Excellent, well detailed discussion points, thank you!

Architectural Design Considerations

One thing we have to be very considerate of is the effect / implications of any feature on blockchain state and any potential of future mutability. Blockchain by its nature is immutable, or at least constrained to monotonic state updates, thus any on-chain feature needs to benefit from this attribute or have it as a requirement. Any features that do not are probably better implemented off-chain as a support / auxiliary service... however, these services / features may be another application specific blockchain.

For example, a search feature requires indexing to make search more efficient. Indexing, especially when combined with tags / ratings, are by its nature dynamic. This translates to inefficiency when expressed in on-chain state due to the high mutability of the data and would thus be better to implement as an off-chain service from an architectural perspective.

However, a full blown rating or reputation system is useful across many different scenarios and may possibly present an opportunity for an application specific blockchain, or smart contract complex, that is solely focused on this. Utilizing the protocol it can be coupled to numerous services (both contracts and even other chains) that require a censorship-resistant, verifiable, and pseudonymous rating and reputation system. But, it will come with some serious challenges of its own... scalability springs to mind!

Separate Necessary- from Convenience Features

A great exercise in this regard is to identify each feature as necessary or convenient. A simple way to distinguish this is to simply ask what it would take to achieve the desired outcome. For example, enhanced searching only requires additional indexing to be built or provided across already existing data, thus it can be classified as a convenience feature. Conversely, you may find that a specific convenience feature needs some additional state or metadata, which in turn makes this data a requirement. At this point, examine if it can be separated into distinct necessary and convenience features.

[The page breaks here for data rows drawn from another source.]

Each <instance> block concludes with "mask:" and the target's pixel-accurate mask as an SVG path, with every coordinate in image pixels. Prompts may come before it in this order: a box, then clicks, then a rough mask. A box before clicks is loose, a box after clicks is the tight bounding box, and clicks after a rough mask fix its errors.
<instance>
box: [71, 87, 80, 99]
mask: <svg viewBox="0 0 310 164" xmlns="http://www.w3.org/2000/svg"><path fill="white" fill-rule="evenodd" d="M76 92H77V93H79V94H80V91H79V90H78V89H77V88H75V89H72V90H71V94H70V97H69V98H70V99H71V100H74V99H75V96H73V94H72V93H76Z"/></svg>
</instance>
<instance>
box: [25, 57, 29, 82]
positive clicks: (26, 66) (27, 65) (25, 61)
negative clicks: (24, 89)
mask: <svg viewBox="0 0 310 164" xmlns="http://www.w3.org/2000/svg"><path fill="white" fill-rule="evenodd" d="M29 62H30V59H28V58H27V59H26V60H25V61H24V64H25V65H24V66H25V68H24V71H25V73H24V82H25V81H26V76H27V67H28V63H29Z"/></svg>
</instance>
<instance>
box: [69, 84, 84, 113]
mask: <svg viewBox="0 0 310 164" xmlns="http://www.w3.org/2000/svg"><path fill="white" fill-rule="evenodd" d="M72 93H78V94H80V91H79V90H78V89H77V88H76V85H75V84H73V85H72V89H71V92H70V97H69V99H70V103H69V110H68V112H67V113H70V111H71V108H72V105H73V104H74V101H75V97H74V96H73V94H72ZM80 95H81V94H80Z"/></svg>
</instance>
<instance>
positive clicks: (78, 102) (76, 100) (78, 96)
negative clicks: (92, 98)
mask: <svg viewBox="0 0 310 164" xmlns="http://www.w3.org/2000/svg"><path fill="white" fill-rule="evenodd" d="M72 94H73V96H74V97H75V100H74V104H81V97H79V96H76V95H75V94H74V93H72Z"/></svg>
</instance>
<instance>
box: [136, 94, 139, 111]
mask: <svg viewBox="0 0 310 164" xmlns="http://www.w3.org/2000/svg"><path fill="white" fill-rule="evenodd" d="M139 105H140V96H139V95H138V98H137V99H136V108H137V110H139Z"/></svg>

Opportunity: From a Business Perspective

Remember that services constitutes tertiary economic activity. Thus, if a specific convenience service could be of value to a larger number of users / developers within the ecosystem, it may well present an opportunity to build such a service for benefit, just as plumbers and electricians provide services to maintain and improve infrastructure.

This is exactly the reason why Archway provides rewards mechanisms to ensure that any such services, deployed as contracts, have the opportunity to benefit both creator / maintainer, as well as the larger Archway ecosystem.

Conclusion

Hopefully the above provides some additional pointers and insights to help inspire, as well as shape thoughts and designs from an architectural perspective.